When I was bootstrapping on my own, I didn’t even pay myself a salary for 14 months.
Deep down inside, I know that whatever they put me through has really moulded me into who I am today. And I cannot thank them enough for that.
To be honest, I don’t think my parents know what I do. I’m the founder of WeStyleAsia, which is a platform that connects grooming professionals to users.
Users can book a hairstylist, masseuse or manicurist, anytime, anywhere. We are always looking to create value for our customers, by offering off-peak deals and points collection for item redemptions.
Convenience is what we look for, but at the end of the day, Asians are Asians, we always look for what's valuable for money. If we go online, we expect to find cheaper and better deals from existing salons.
And I had no idea about grooming, I only knew how to groom myself, but not others.
I wasn't connected to anyone in the industry except for my co-founder (who was founder of A Cut Above).
I was mostly interested in the tech side.The first 6 months we had no clue how to build a prototype, a website, and my other cofounder used to think MVP (minimum viable product) stands for most valuable player.
What really struck me was this makeup artist who I came to know about. She was from Teluk Intan, and she was being abused by the employer, physically and financially.
For her makeup, she would only make RM15 from charging RM120. She said she wanted a profile but she didn't know how to go about it.
We listed her in WeStyleAsia, she grew her business, participated in our events, and now she’s a personal makeup artist to the likes of Fazura and Ning Baizura.
I'm really happy to see where she is now. This is the change we are making to ordinary Joes and Janes on the street.
In my entrepreneurship journey, Malaysian Global Innovation and Creativity Centre has helped me understand how to run a business on technology, from validation all the way to human psychology. The pinnacle of my startup education was when I went to Silicon Valley under MaGIC’s programme.
Being in San Francisco and meeting all the top guns, that was simply brilliant. MaGIC was the true backbone of where WeStyleAsia is today.
The trick is not to be a unicorn - it's to be a uniroach. A cockroach that can survive anything that later on becomes a unicorn.
When I’m in my down period and having self doubt, I always remember why I first started.

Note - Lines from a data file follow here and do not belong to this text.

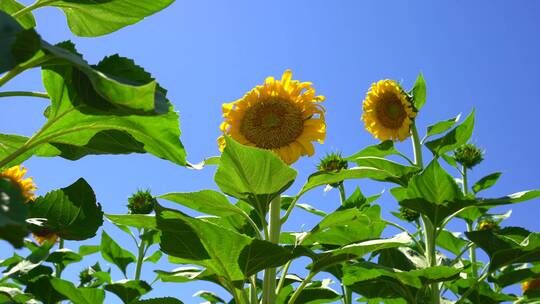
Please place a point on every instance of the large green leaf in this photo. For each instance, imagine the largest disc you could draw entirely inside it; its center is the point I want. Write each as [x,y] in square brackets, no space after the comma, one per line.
[78,295]
[88,18]
[129,290]
[252,174]
[382,149]
[482,294]
[9,143]
[228,254]
[70,125]
[205,201]
[326,178]
[374,281]
[453,139]
[356,250]
[396,173]
[486,182]
[11,6]
[72,212]
[507,246]
[433,192]
[513,198]
[347,226]
[113,253]
[17,45]
[13,213]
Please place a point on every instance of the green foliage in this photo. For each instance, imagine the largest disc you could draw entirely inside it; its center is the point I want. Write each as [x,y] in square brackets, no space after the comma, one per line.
[72,212]
[117,107]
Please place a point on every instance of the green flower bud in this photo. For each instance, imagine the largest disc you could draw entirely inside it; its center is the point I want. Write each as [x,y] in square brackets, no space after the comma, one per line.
[332,162]
[409,214]
[469,155]
[141,202]
[487,224]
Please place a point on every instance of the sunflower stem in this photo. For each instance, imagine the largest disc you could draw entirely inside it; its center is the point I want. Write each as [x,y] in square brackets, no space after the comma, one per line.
[269,288]
[298,291]
[140,257]
[417,147]
[57,266]
[24,93]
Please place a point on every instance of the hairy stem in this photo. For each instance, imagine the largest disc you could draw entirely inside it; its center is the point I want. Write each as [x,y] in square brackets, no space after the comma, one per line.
[140,257]
[269,288]
[298,291]
[24,93]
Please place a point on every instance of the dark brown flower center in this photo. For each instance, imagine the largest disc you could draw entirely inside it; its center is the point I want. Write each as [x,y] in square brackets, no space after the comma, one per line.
[390,111]
[272,123]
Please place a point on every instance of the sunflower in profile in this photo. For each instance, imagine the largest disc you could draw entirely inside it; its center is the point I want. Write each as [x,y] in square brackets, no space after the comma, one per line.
[283,116]
[388,111]
[16,176]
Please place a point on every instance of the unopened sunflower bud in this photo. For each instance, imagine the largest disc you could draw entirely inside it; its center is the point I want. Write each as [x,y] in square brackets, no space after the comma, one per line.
[409,214]
[332,162]
[487,224]
[141,202]
[468,155]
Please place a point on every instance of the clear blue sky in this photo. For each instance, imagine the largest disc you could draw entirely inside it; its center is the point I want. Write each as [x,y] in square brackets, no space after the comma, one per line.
[481,54]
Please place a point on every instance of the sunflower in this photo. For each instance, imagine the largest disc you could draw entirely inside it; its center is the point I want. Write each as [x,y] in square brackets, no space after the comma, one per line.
[283,116]
[388,111]
[16,176]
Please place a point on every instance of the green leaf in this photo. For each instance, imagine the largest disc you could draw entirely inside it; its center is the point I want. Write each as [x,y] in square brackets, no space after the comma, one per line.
[486,182]
[72,212]
[356,251]
[95,18]
[77,129]
[419,92]
[252,174]
[209,296]
[64,257]
[382,149]
[395,172]
[13,213]
[513,198]
[164,300]
[433,192]
[205,201]
[512,275]
[453,139]
[228,254]
[33,260]
[482,294]
[78,295]
[143,221]
[347,226]
[451,241]
[373,281]
[9,143]
[85,250]
[113,253]
[154,258]
[129,290]
[507,246]
[11,7]
[41,287]
[16,43]
[326,178]
[442,126]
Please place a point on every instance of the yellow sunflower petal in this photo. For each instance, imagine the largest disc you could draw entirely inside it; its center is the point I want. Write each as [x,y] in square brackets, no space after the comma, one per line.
[282,115]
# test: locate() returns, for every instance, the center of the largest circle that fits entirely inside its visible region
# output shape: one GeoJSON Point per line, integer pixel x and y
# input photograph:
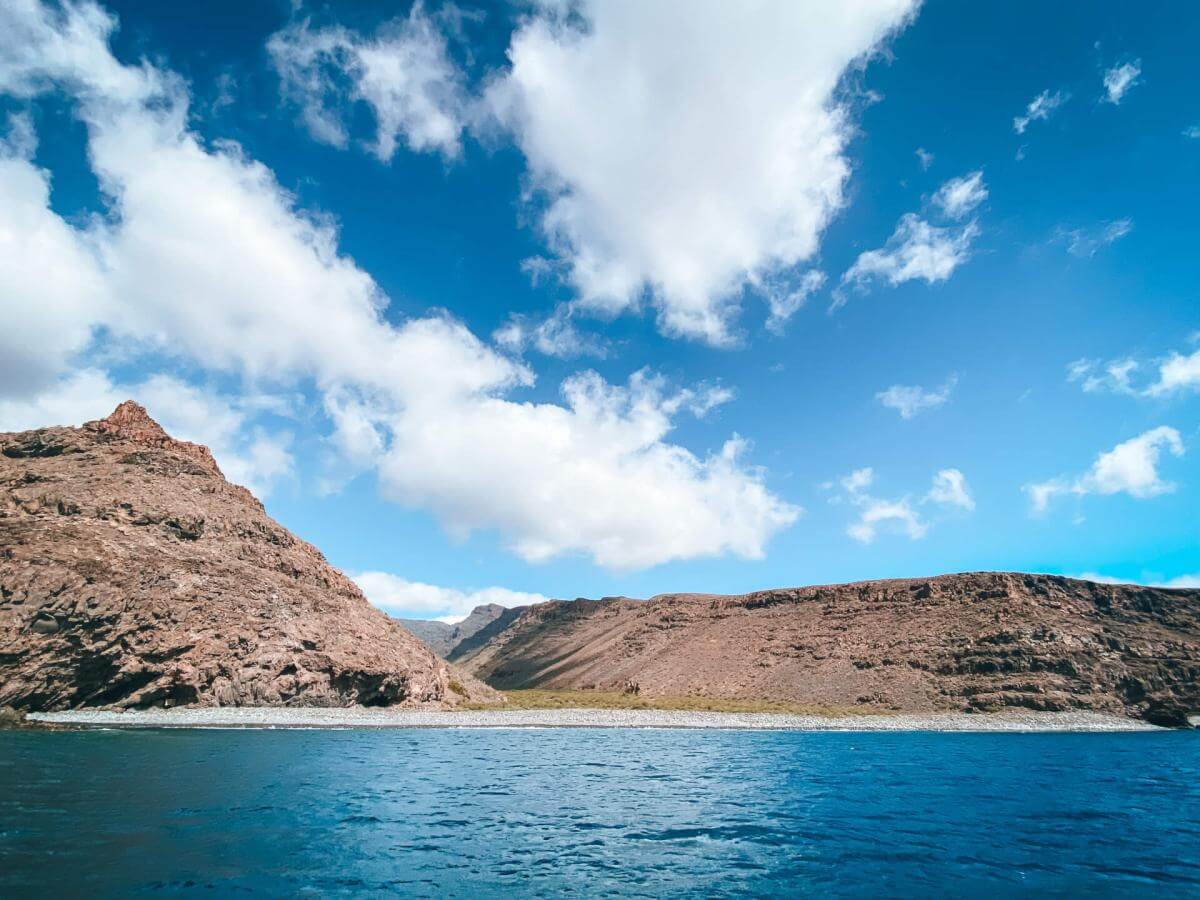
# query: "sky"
{"type": "Point", "coordinates": [501, 303]}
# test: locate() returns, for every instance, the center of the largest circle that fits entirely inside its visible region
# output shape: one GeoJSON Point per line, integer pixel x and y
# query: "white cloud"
{"type": "Point", "coordinates": [911, 400]}
{"type": "Point", "coordinates": [899, 515]}
{"type": "Point", "coordinates": [1175, 373]}
{"type": "Point", "coordinates": [246, 456]}
{"type": "Point", "coordinates": [785, 301]}
{"type": "Point", "coordinates": [1087, 241]}
{"type": "Point", "coordinates": [593, 477]}
{"type": "Point", "coordinates": [960, 196]}
{"type": "Point", "coordinates": [1039, 108]}
{"type": "Point", "coordinates": [951, 490]}
{"type": "Point", "coordinates": [555, 335]}
{"type": "Point", "coordinates": [683, 153]}
{"type": "Point", "coordinates": [1131, 467]}
{"type": "Point", "coordinates": [205, 257]}
{"type": "Point", "coordinates": [1119, 79]}
{"type": "Point", "coordinates": [403, 73]}
{"type": "Point", "coordinates": [1114, 376]}
{"type": "Point", "coordinates": [417, 600]}
{"type": "Point", "coordinates": [917, 250]}
{"type": "Point", "coordinates": [53, 287]}
{"type": "Point", "coordinates": [1183, 581]}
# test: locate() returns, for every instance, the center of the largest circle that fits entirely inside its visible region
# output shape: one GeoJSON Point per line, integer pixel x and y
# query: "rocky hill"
{"type": "Point", "coordinates": [983, 641]}
{"type": "Point", "coordinates": [445, 639]}
{"type": "Point", "coordinates": [132, 574]}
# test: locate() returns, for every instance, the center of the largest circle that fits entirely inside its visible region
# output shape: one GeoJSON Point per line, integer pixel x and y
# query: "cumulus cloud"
{"type": "Point", "coordinates": [1173, 375]}
{"type": "Point", "coordinates": [415, 600]}
{"type": "Point", "coordinates": [960, 196]}
{"type": "Point", "coordinates": [425, 402]}
{"type": "Point", "coordinates": [403, 75]}
{"type": "Point", "coordinates": [1131, 468]}
{"type": "Point", "coordinates": [785, 301]}
{"type": "Point", "coordinates": [53, 286]}
{"type": "Point", "coordinates": [594, 475]}
{"type": "Point", "coordinates": [683, 153]}
{"type": "Point", "coordinates": [1119, 79]}
{"type": "Point", "coordinates": [556, 335]}
{"type": "Point", "coordinates": [951, 490]}
{"type": "Point", "coordinates": [917, 250]}
{"type": "Point", "coordinates": [1038, 109]}
{"type": "Point", "coordinates": [1089, 241]}
{"type": "Point", "coordinates": [910, 400]}
{"type": "Point", "coordinates": [899, 515]}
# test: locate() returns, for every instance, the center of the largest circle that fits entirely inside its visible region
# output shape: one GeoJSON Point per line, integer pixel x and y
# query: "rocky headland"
{"type": "Point", "coordinates": [972, 642]}
{"type": "Point", "coordinates": [132, 575]}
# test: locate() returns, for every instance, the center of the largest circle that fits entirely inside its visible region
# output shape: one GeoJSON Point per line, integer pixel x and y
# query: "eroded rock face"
{"type": "Point", "coordinates": [132, 574]}
{"type": "Point", "coordinates": [983, 641]}
{"type": "Point", "coordinates": [447, 640]}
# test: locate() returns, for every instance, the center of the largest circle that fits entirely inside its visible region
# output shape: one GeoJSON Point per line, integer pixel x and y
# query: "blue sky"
{"type": "Point", "coordinates": [497, 301]}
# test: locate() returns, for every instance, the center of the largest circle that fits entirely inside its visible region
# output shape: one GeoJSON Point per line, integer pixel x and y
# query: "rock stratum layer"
{"type": "Point", "coordinates": [132, 574]}
{"type": "Point", "coordinates": [984, 641]}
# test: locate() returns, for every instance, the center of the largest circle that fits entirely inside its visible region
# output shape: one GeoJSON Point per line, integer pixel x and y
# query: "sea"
{"type": "Point", "coordinates": [597, 813]}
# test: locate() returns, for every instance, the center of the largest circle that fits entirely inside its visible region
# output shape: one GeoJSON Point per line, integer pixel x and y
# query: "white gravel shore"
{"type": "Point", "coordinates": [364, 718]}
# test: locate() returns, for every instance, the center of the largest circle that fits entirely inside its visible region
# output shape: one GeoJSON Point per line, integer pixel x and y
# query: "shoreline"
{"type": "Point", "coordinates": [582, 718]}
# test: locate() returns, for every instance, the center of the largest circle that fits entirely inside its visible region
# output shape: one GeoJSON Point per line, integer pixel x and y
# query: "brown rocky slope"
{"type": "Point", "coordinates": [444, 637]}
{"type": "Point", "coordinates": [132, 574]}
{"type": "Point", "coordinates": [982, 641]}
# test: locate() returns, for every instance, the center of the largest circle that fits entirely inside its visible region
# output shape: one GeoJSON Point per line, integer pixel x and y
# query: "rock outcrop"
{"type": "Point", "coordinates": [447, 639]}
{"type": "Point", "coordinates": [983, 641]}
{"type": "Point", "coordinates": [132, 575]}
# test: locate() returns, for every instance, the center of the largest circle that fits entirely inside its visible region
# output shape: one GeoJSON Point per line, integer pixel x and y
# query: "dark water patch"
{"type": "Point", "coordinates": [637, 813]}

It was simply to empower people to look great and stay confident. I came from the entertainment industry where people are superficial - there's a lot of beautiful people out there, but because they can’t exude the confidence out to people, they are disregarded.
And with fashion, people judge you the way you dress, the way you talk. So I wanted Westyleasia to be a portal, that when you go to the portal, you become a much more confident person. To educate people to look good, to take care of yourself.
And constantly reminding yourself that looking good isn't about vanity - it's about respecting people".